CHAPTER XVIII
THE BACK TRAIL
Blake and his friends spent three weeks at the Hudson Bay post, and throughout the first fortnight an icy wind hurled the snow against the quivering building. It was dangerous to venture as far as a neighboring bluff, where fuel had been cut; Benson and the agent, who were hauling cordwood home, narrowly escaped from death one evening in the suddenly freshening storm. None of the half-breeds could reach the factory, and Robertson confessed to some anxiety about them. There was little that could be done, and they spent the dreary days lounging about the red-hot stove, and listening to the roar of the gale. In the long evenings, Robertson told them grim stories of the North.
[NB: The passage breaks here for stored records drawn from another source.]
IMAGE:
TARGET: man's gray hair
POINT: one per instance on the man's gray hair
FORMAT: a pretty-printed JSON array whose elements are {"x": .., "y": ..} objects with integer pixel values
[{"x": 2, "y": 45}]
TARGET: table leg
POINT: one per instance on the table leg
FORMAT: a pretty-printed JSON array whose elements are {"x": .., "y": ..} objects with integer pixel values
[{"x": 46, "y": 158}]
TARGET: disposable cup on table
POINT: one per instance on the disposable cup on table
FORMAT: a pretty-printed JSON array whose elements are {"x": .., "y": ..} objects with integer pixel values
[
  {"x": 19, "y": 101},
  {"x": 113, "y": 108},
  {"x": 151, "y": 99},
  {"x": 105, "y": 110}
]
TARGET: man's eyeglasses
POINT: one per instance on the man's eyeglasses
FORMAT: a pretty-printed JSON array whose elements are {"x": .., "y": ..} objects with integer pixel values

Then there came a week of still, clear weather, with intense frost; and when several of the trappers arrived, Robertson suggested that his guests had better accompany a man who was going some distance south with a dog team. He could, however, spare them only a scanty supply of food, and they knew that a long forced march lay before them when they left their guide.
Day was breaking when the dogs were harnessed to the sled, and Harding and his companions, shivering in their furs, felt a strong reluctance to leave the factory. It was a rude place and very lonely, but they had enjoyed warmth and food there, and their physical nature shrank from the toil and the bitter cold. None of them wished to linger in the North—Harding least of all—but it was daunting to contemplate the distance that lay between them and the settlements. Strong effort and stern endurance would be required of them before they rested beside a hearth again.
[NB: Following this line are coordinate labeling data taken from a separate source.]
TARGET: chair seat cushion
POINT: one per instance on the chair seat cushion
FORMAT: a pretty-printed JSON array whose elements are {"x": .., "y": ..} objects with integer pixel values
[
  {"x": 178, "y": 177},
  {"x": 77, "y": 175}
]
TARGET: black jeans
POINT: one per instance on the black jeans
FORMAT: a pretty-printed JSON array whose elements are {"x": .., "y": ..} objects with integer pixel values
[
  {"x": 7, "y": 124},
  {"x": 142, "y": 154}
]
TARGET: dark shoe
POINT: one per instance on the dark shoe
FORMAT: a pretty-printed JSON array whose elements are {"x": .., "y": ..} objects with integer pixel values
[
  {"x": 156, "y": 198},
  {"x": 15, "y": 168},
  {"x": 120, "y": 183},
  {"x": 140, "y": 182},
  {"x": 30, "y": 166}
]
There was no wind, the smoke went straight up and, spreading out, hung above the roof in a motionless cloud; the snow had a strange ghostly glimmer in the creeping light; and the cold bit to the bone. It was with a pang that they bade their host farewell, and followed the half-breed, who ran down the slope from the door after his team. Robertson was going back to sit, warm and well-fed, by his stove, but they could not tell what hardships awaited them.
Their depression, however, vanished after a while. The snow was good for traveling, the dogs trotted fast, and the half-breed grunted approval of their speed as he pointed to landmarks that proved it when they stopped at noon. After that they held on until dark, and made camp among a few junipers in the shelter of a rock. All had gone well the first day; Harding's leg no longer troubled him; and there was comfort in traveling light with their packs on the sled. The journey began to look less formidable. Gathering close round the fire, they prepared their supper cheerfully, while the dogs fought over scraps of frozen fish. Harding, however, had misgivings about their ability to keep up the pace; he thought that in a day or two it would tell on the white men.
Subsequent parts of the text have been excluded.